Visualization Tools and Methods

Multimedia Appendix 1 presents the tools and methods used to construct the visualizations examined in this survey. With the exception of Massachusetts, all state public health authorities provided a web page displaying a dashboard or tracker in August 2020 (with Massachusetts providing PDF downloads). Websites of state public health authorities were often constructed using ArcGIS, whereas state-focused websites from other types of developers relied on a variety of tools (including Tableau, Datawrapper, Infogram, and Microsoft Power BI). Websites providing nationwide coverage tended to be constructed with frameworks using embedded scalable vector graphics. Global dashboards and trackers were created with a variety of methods.

Critique of Visualizations


Overall, 5 themes were identified from the data visualizations and designs of the dashboards and trackers. Multimedia Appendices 4-18 provide screenshots of the websites taken during the 4 rounds of review. Not every page of the website was captured for multipage websites, but the most relevant visualizations are documented.

Theme 1: Data as Imperfect Representation of Reality

Although the data presented in COVID-19 visualizations are intended to reflect the state of the pandemic, Figure 2 provides examples in which short-term patterns and trends are owing to the methods of data collection and reporting.

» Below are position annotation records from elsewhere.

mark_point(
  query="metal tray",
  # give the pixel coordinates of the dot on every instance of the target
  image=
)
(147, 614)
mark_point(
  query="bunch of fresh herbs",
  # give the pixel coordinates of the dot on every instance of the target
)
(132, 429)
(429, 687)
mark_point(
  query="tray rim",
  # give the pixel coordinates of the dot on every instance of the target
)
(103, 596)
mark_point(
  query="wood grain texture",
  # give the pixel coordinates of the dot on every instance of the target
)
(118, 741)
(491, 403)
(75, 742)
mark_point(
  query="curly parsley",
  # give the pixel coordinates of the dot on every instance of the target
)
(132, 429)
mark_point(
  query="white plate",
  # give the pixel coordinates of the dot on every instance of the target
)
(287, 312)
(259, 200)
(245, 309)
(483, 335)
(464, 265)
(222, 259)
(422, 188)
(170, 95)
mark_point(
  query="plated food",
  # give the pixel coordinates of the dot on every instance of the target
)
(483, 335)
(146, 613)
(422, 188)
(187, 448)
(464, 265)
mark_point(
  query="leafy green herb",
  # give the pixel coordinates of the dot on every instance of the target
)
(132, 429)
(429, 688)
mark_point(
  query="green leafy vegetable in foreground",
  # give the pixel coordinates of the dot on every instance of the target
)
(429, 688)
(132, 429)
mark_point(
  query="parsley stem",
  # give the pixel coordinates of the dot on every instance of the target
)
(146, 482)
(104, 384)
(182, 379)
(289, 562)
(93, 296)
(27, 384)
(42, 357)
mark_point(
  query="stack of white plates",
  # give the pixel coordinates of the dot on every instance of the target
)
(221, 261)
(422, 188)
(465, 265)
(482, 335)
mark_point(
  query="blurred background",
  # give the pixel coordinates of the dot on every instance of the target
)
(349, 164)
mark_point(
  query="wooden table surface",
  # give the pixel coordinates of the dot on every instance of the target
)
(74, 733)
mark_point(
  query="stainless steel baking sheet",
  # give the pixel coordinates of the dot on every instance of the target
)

Figure 2. (A and B) Display of daily deaths in California through August 2020 in 2 different dashboards. Notice line for 14-day rolling average in example B. Example A is from [S-9] on August 20, 2020. Example B is from [S-8] on August 29, 2020. (C) Example of 7-day rolling average for daily vaccinations in Illinois. Low values on weekends likely reflect delays in data reporting. From [Svac-6] on January 31, 2021. (D) Tests per day in Indiana. Notice the gray box marking preliminary data. From [S-29] on June 12, 2022. (E) Deaths per day in Colorado, showing a spike on April 24 owing to the inclusion of probable deaths. From [S-13] on August 29, 2020. (F) Cumulative deaths in Colorado, showing a dip on May 15 owing to the change of definition to include only patients who are recorded as dying from COVID-19, rather than testing positive at time of death. From [S-13] on August 14, 2020.
Theme 1a—Temporal Data Reflect a Combination of Reporting Activity and Public Health Reality

Short-term trends in the data organized by the date of reporting can be misleading. As explained by The COVID Tracking Project:

...this data displays very strong day-of-week effects and is also extremely vulnerable to predictable rise-and-drop artifacts after holidays or other major disruptions, like storms and natural disasters, that affect the ability of counties and states to report their data.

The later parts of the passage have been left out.